The foregoing restrictions are expressly agreed to preclude the undersigned from engaging in any hedging or other transaction which is designed to or reasonably expected to lead to or result in a sale or disposition of the shares of Common Stock even if such securities would be disposed of by someone other than the undersigned. Such prohibited hedging or other transactions would include without limitation any short sale or any purchase, sale or grant of any right (including without limitation any put option or put equivalent position or call option or call equivalent position) with respect to any of the shares of Common Stock or with respect to any security that includes, relates to, or derives any significant part of its value from such shares of Common Stock.
The undersigned hereby represents and warrants that the undersigned has full power and authority to enter into this Lock-Up Agreement.
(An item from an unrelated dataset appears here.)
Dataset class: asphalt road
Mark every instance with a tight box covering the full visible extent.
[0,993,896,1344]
All authority herein conferred or agreed to be conferred and any obligations of the undersigned shall be binding upon the successors, assigns, heirs or personal representatives of the undersigned.
The undersigned also agrees and consents to the entry of stop transfer instructions with the Company’s transfer agent and registrar or depositary against the transfer of the undersigned’s shares of Common Stock except in compliance with the foregoing restrictions.
The undersigned understands that, if the Placement Agency Agreement does not become effective, or if the Placement Agency Agreement (other than the provisions thereof which survive termination) shall terminate or be terminated prior to payment for and delivery of the Shares to be sold thereunder, the undersigned shall be released from all obligations under this Lock-Up Agreement.
This Lock-Up Agreement shall be governed by and construed in accordance with the laws of the State of New York, without regard to the conflict of laws principles thereof.